ART expert Antonio Garcia has produced a 60-page report that states the 16th century painting Lady in a Fur Wrap (above), usually displayed in Glasgow’s Pollok House, was not created by the artist El Greco.

Lady in a Fur Wrap, a painting long believed to be an early portrait by El Greco – the Spanish-based Greek artist Domenikos Theotokopoulos – painted in Toledo, Spain, has been declared a fake by Antonio Garcia in a 60-page report, according to Scotland’s Daily Record and other media outlets.  Garcia  was culture editor for Spain’s El Mundo newspaper for 20 years and spent two years investigating the painting.

The work is “part of the Glasgow Museums collection and is usually displayed at the city’s Pollok House,” but is currently “on loan to the Museo de Santa Cruz in the Spanish city of Toledo for an exhibition marking the 400th anniversary of the artist’s death.”

Garcia is very pointed in his criticism and “has accused Glasgow council chiefs of blocking scientific tests, which were requested a decade ago, to find out the truth.” According to the article, Garcia said: “Anyone – no matter how few of El Greco’s works they may have seen and without being in any way an art expert – can see that the colours used and the perfect facial features in the portrait of this enigmatic lady have nothing to do with the style of El Greco.”

By way of background:

The painting was bought by Sir William Stirling Maxwell for £1857 in 1853 and gifted to the city in 1966.

[…]

The painting was discovered in Paris 300 years after the death of El Greco …

Garcia said: “It was the first time this work had ever been seen.

“It had never been exhibited anywhere and had never been listed as part of any collection.

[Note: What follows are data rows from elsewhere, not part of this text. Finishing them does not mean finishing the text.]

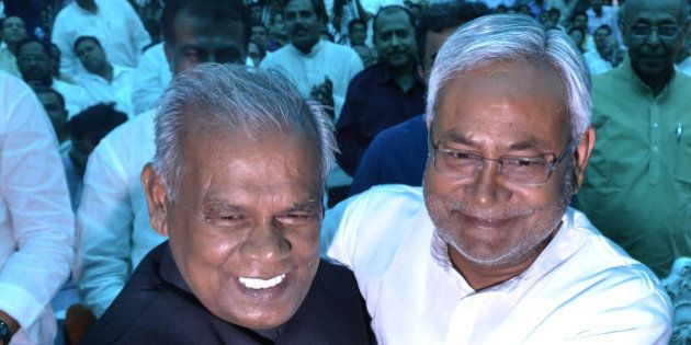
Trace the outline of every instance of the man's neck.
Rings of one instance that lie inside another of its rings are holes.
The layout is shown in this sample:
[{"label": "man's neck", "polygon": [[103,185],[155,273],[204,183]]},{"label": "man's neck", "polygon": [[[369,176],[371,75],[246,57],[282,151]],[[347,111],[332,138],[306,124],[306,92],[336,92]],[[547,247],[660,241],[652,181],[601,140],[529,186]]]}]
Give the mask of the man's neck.
[{"label": "man's neck", "polygon": [[55,128],[55,136],[58,138],[58,143],[63,143],[68,139],[67,128]]},{"label": "man's neck", "polygon": [[83,1],[78,4],[82,10],[95,14],[99,11],[99,5],[95,1]]},{"label": "man's neck", "polygon": [[662,92],[662,90],[665,90],[667,84],[671,81],[675,74],[675,68],[672,67],[669,70],[667,70],[667,72],[655,74],[650,78],[644,78],[637,72],[636,74],[638,76],[641,81],[643,81],[644,84],[648,85],[648,88],[653,90],[653,94],[657,96],[658,94],[660,94],[660,92]]},{"label": "man's neck", "polygon": [[[558,227],[557,227],[558,229]],[[476,291],[507,281],[528,269],[550,244],[556,230],[542,243],[525,253],[522,257],[503,265],[483,265],[463,256],[452,246],[449,246],[449,258],[453,267],[458,272],[468,285]]]},{"label": "man's neck", "polygon": [[304,55],[309,55],[315,47],[319,44],[319,41],[317,41],[315,44],[313,44],[311,46],[303,46],[303,47],[298,47],[296,45],[293,44],[293,46],[295,47],[295,49],[297,49],[299,53],[304,54]]},{"label": "man's neck", "polygon": [[105,64],[101,69],[101,72],[98,73],[101,78],[105,79],[107,83],[113,82],[113,66],[111,64]]},{"label": "man's neck", "polygon": [[19,42],[8,42],[8,50],[10,50],[10,53],[12,53],[12,55],[14,57],[16,57],[16,45],[19,44]]},{"label": "man's neck", "polygon": [[412,68],[412,64],[411,66],[408,66],[406,68],[400,68],[398,70],[389,67],[389,70],[394,74],[394,80],[404,92],[408,92],[410,89],[415,87],[415,82],[416,82],[415,72],[416,71]]}]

It was a mysterious appearance that captured the people of Paris.

“At that time, there were probably five or six artists in Spain who could have painted it but none of them were famous.

“I am not in a position to say that whoever painted this work was involved in any deceit. He may well have acted in good faith.”

In a rebuttal:

A spokesman for Glasgow City Council culture body Glasgow Life said: “Within the art world, there are many debates between scholars and academics over the provenance of works and we welcome this contribution as part of that debate.”

Professor Fernando Marias, curator of the current exhibition in Toldeo said,  “This could be a restoration and to a certain extent was possibly changed. More a restorer than a faker, but that’s speculation.” He added, “What I can say is that we are having this painting at the Toledo exhibition and we are accepting it as an El Greco.”

Garcia says event though the portrait is not by El Greco, it’s an excellent painting: “Whoever painted it, the Lady in a Fur Wrap is a great work of art and that’s the first thing that should matter, not who signed the picture or its economic value.”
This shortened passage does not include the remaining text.